Oppure preferisci uno che sacramenta ma non molla…uno che quando gli dai un compito le carte le gioca veramente tutte per portare a termine. Senza una buona dose di stamina-perseveranza si portano a casa pochi risultati importanti.
Poche imprese grosse riescono bene al primo colpo.

Anche un apprendista: se non ce ne mette del suo; se non insiste nello sforzo di apprendere, avrà una carriera difficile. Vorrei dire che tutte le carriere aziendali degne di questo nome hanno bisogno di una buona dose di questo meraviglioso ingrediente che è la capacità di provarci più di una volta.

Il tema per chi deve assumere diventa questo: come faccio a capire chi è tenace e chi no?
Il cliente mi dice: "mi raccomando, voglio un venditore con le palle". Se non voglio guai devo presentare un soggetto che abbia sei, sette, otto decimi di tenacia. I colloqui di selezione si svolgono oggi all'85% da remoto. Che domande posso fare per capire la tenacia?
Difficile trovare uno così ingenuo che ti dica "No, onestamente no. Io non sono tenace, sono uno che non insiste mai troppo perché lo trovo indelicato".

Ma il test-chiave sul concetto di "tenacia sul lavoro" lo ha messo a punto Valerio Briganti, un manager coi fiocchi. Consiste in questo, il suo metodo. Fatta la preselezione, risponde di no a tutti i candidati. E prende in considerazione solo quelli che non mollano, che chiedono spiegazioni, che insistono correttamente e non prendono per definitivo il primo no che capita loro come risposta. Con quelli lì vale la pena di continuare la trattativa. Perché è probabile che un'analoga insistenza la useranno con il cliente difficile.

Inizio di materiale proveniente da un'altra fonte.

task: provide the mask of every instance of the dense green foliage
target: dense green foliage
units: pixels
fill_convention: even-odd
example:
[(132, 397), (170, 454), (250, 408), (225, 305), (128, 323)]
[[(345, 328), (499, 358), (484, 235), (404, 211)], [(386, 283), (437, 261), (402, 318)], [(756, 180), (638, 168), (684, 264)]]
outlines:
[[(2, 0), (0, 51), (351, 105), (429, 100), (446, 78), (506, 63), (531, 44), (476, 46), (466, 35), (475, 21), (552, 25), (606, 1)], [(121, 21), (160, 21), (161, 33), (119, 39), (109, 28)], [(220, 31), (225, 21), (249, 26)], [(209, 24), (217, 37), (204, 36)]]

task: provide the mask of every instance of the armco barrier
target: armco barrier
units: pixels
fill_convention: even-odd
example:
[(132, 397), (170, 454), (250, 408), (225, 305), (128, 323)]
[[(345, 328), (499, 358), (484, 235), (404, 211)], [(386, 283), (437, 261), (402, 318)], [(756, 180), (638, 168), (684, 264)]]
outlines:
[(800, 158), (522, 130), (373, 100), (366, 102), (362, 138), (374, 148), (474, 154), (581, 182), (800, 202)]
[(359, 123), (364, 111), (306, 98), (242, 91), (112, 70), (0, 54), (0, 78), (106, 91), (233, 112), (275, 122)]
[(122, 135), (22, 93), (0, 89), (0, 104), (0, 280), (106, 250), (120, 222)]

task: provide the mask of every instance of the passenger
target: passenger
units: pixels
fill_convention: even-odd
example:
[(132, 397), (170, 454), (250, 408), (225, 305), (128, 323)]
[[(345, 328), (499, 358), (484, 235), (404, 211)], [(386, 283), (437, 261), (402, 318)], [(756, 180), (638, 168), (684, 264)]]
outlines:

Ma ho un altro aneddoto sulla tenacia che mi ha insegnato molto.
Al ritorno da un seminario a Milano, in auto, ero con il professor Tagiuri di Harvard, il noto docente di psicologia con il quale ho collaborato per un decennio. C’era anche un bravo giovanotto che aveva partecipato ad una selezione per un una posizione di responsabile commerciale. Io ero incerto sull’assunzione perché l’uomo, brillante e abile conversatore, mi dava l’impressione di non essere abbastanza tenace: era certo uno elegante, ma non un duro. Anche al test che potete trovare su bicego.it, risultava una carenza proprio sul fattore stamina/tenacia. Siccome non capita tutti i giorni di avere a portata di mano Tagiuri di Harvard come consulente ho chiesto: "Professore, abbiamo passato del tempo con il giovanotto. Mi chiedono uno tenace, oltre ad altre doti…lo ingaggiamo o no?" "No" dice Tagiuri, "perché quanto a tenacia non ci siamo".
Allora sono preso da pungente curiosità. "Da che elementi ha tratto la Sua valutazione?" chiedo. “Ho notato che per due volte ha chiuso la porta del taxi senza riuscirci, e il taxista è dovuto scendere e chiudere lui". Due piccole prove non sono molto, tu indaga meglio e di più. Ma Stamina/tenacia è esattamente insistere finché l’obiettivo, grande o piccolo che sia, non è stato raggiunto. "Come si fa, Professore, a estrarre concetti generali da piccoli gesti come il chiudere la porta di un'auto? Si puó?"
“Credo che da ogni segmento di comportamento si possa risalire a qualcosa. Chi ha trent’anni di età e mi arriva in ritardo agli appuntamenti ha avuto circa trent’anni per apprenderla, quella cosa lì, che quindi è radicatissima. Altri, nel frattempo, si sono esercitati ad essere puntuali. Il ritardatario è uno coerente. Arriva sempre in ritardo.”